When inspecting Web Compatibility issues related to UA detection, I go through a small routine to isolate the source of the problem. It often starts with the shell and curl or httpie, where I test the bare domain name as a person would likely it. Today, I was checking an issue with the Chinese Web site baidu, which "serves a static HTML site to Firefox for Android and a desktop site to Firefox OS." according to the bug:
→ http -v GET http://baidu.com/
It generates the following HTTP request (note that the User-Agent is HTTPie by default.)
GET / HTTP/1.1 Accept: */* Accept-Encoding: gzip, deflate, compress Host: baidu.com User-Agent: HTTPie/0.7.2
The response from the server was surprising…
HTTP/1.1 200 OK Accept-Ranges: bytes Cache-Control: max-age=86400 Connection: Keep-Alive Content-Length: 81 Content-Type: text/html Date: Fri, 25 Oct 2013 18:18:45 GMT ETag: "51-4b4c7d90" Expires: Sat, 26 Oct 2013 18:18:45 GMT Last-Modified: Tue, 12 Jan 2010 13:48:00 GMT Server: Apache <html> <meta http-equiv="refresh" content="0;url=http://www.baidu.com/"> </html>
200 OK means I have what you want. Here's the content, but the response payload was minimal with only a
meta for refreshing the content of the page after 0 second and loading the URI
There's already an existing tool in HTTP for doing this
301 Moved Permanently
HTTP/1.1 301 Moved Permanently Location: http://www.baidu.com/
And that's all, you do not need anything else. If you think that the redirection might be blocked by a mechanism and want a human to decide to follow the new location, you can add an HTML payload.

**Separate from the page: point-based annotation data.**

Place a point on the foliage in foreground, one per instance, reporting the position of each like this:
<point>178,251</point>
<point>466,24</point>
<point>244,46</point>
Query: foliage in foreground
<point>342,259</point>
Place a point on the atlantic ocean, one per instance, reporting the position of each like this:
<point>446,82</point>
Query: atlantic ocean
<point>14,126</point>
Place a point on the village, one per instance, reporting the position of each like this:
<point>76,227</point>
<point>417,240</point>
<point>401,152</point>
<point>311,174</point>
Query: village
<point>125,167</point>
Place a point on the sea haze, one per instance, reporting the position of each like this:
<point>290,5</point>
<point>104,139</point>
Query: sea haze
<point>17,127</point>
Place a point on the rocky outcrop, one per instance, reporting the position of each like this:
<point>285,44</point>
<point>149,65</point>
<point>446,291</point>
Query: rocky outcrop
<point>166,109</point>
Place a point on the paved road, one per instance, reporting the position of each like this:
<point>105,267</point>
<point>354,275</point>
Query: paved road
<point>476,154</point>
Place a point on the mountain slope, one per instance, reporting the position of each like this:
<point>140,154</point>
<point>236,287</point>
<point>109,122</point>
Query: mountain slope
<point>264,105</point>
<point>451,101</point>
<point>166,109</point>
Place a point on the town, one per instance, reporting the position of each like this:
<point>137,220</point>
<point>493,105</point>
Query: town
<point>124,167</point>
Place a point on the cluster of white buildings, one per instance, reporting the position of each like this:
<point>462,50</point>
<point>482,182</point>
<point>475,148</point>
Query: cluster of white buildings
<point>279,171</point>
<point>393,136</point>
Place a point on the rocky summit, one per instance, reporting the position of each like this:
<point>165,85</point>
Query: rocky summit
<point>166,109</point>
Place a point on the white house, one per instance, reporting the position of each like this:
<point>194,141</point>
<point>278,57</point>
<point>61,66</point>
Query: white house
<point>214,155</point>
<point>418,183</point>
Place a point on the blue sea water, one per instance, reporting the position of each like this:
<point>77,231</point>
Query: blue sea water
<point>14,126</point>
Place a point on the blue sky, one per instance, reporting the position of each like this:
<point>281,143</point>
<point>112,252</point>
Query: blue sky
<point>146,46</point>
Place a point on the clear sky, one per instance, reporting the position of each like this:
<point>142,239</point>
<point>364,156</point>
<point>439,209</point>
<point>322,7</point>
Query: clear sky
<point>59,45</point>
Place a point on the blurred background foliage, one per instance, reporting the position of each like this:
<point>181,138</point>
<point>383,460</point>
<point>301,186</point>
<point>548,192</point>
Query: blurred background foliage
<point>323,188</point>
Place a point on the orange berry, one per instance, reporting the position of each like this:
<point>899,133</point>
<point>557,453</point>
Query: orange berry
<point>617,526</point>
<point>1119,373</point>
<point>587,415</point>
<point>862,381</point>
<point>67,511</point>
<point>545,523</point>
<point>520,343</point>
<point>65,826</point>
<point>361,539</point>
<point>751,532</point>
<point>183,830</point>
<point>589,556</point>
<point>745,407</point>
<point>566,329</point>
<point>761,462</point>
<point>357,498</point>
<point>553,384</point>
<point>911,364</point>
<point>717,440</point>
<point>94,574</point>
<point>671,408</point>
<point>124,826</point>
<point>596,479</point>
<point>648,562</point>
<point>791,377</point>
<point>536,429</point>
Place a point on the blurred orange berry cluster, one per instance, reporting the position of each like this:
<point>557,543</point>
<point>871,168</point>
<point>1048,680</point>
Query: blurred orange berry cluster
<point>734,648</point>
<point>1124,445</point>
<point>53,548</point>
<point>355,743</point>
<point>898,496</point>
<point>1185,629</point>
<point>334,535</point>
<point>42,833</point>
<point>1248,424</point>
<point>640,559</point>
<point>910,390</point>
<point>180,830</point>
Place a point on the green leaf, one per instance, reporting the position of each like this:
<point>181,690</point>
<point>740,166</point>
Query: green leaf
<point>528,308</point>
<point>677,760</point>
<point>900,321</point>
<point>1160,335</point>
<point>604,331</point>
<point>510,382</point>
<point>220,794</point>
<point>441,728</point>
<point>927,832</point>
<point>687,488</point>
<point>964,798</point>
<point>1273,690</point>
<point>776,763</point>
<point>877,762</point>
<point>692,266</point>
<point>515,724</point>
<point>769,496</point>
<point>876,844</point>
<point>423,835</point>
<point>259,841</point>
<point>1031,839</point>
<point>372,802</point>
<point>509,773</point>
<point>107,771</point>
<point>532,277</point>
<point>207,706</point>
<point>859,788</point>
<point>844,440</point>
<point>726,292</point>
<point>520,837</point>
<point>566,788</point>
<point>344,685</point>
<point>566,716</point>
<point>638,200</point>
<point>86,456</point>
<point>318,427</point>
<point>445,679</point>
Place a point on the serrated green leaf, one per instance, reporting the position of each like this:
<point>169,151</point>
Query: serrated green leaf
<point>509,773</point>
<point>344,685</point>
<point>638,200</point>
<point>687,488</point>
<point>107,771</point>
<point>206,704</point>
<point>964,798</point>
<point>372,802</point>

HTTP/1.1 301 Moved Permanently Location: http://www.baidu.com/ Content-Length: 89 Content-Type: text/html <!doctype html><html><title>baidu</title><a href="http://www.baidu.com">Baidu</a></html>
Note: I'm avoiding cache information, because it's a permanent redirect. Though I wonder what bots usually do with and without the dates and
ETag headers, and the redirect information.
The final issue is a bit more complicated as baidu is serving at least three types of content depending on the User-Agent: A low-tech mobile, an enhanced mobile, and a desktop version. Not really related to this post but worth noting for people who think there are only a few browsers on earth. One of the baidu script has a pretty interesting piece of code:
var w = /se /gi.test(navigator.userAgent); var o = /AppleWebKit/gi.test(navigator.userAgent) && /theworld/gi.test(navigator.userAgent); var k = /theworld/gi.test(navigator.userAgent); var p = /360se/gi.test(navigator.userAgent); var a = /360chrome/gi.test(navigator.userAgent); var f = /greenbrowser/gi.test(navigator.userAgent); var t = /qqbrowser/gi.test(navigator.userAgent); var m = /tencenttraveler/gi.test(navigator.userAgent); var j = /maxthon/gi.test(navigator.userAgent); var u = /krbrowser/gi.test(navigator.userAgent); var l = /BIDUBrowser/gi.test(navigator.userAgent) && (typeof window.external.GetVersion != "undefined"); var b = false;
That's a good thing to remember, the market is always more diverse that what you think. The diversity is local, the access is global. Anyone with any tool might access your Web site.